Re-implementation, simplification of Fernando Lopez's (@FernandoLpz) Text Classification CNN which he based on the paper "Convolutional Neural Networks for Sentence Classification." He has some nice diagrams in his Medium (PAYWALL) blog post Text Classification with CNNs in PyTorch .
For the book we improved the Fernando's pipeline to make it more readable, pythonic, and accurate. Just as in previous chapters (and in general), you do not want to use case folding or stopword removal for your first model. Give your model all the information you can for the first attempt at training it. You only need to filter stopwords and lowercase your text if you have a dimensionality problem (information overload). You can tune your model later to deal with overfitting or slow convergence. Usually there are more effective approaches to dealing with overfitting.
The preprocessing pipeline here is the same one we used for chapters 1-6 in NLPiA. You can see where we've changed the implementation suggested by Fernando.
- Simplified: load the CSV
df = pd.read_csv(filepath, usecols=['text', 'target'])
- NOPE: case folding:
texts = df['texts'].lower()
- NOPE: remove non-letters (nonalpha):
re.sub(r'[^A-Za-z]', text, ' ')
-
NOPE: remove stopwords
-
Simplified: tokenize with regex
tokenized_texts = map(re.compile(r'\w+').findall, texts)

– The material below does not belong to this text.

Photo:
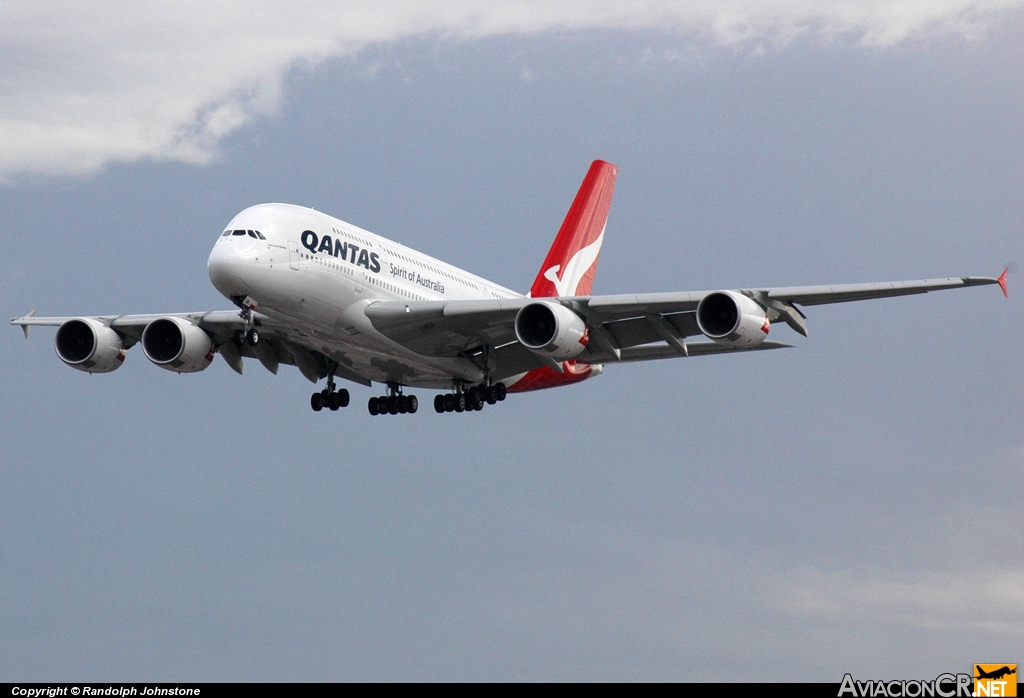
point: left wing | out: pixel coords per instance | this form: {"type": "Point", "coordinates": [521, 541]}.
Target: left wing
{"type": "Point", "coordinates": [276, 346]}
{"type": "Point", "coordinates": [623, 328]}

- Simplified: filter infrequent words
counts = Counter(chain(*tokenized_texts))
id2tok = vocab = list(counts.most_common(200))
- Simplified: compute reverse index
tok2id = dict(zip(idx2tok, range(len(id2tok))))

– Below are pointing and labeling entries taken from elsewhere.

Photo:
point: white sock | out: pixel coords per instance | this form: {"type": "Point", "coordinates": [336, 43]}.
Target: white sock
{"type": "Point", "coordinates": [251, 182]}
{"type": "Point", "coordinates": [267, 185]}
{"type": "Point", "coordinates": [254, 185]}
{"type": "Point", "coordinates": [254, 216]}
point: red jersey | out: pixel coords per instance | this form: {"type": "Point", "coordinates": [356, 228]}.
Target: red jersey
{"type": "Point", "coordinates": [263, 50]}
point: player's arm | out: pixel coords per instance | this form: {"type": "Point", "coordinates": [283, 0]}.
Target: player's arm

- Simplified: transform token sequences to integer id sequences
id_sequences = [[tok2id[tok] for tok in tokens] for tokens in tokenized_texts]
-
Simplified: pad token id sequences
-
Simplified: train_test_split
x_train, y_train, x_test, y_test = train_test_split(x=texts, y=df['targets'])
This is common in PyTorch implementations, but the integers are never used as the input to a Deep Learning model because the numerical values of word indices do not contain any information about the words themselves other than their position in a one-hot vector. The index values are arbitrary and destroy all the information contained in a sentence. The numerical values of word indices contain no information about the meaning of the words. Word indices are fundamentally a categorical variable, not an ordinal or numerical value. Fernando's code effectively randomizes the 1-D numerical representation of a word thus the sequence of indices passed into the CNN is meaningless.
This can be seen in the poor accuracy on the test set compared to the training set. The test set accuracy is little better than random guessing or always guessing the majority class. In pyTorch a word embeddings layers is typically utilized to reconstruct a meaningful vector.
This repository attempts to correct this fundamental error by replacing word indices with progressively more informative numerical representations of words:
- removing the CNN entirely
- 2-D CNN on one-hot vectors
- 2-D CNN on TF-IDF vectors
- 2-D CNN on LSA vectors (PCA on TF-IDF vectors)
- 2-D CNN on word vectors
In addition, a baseline LinearModel (a single-layer perceptron, or fully-connected feed-forward layer) is trained on the average of the word vectors for a sentence or tweet (spacy.Doc.vector
).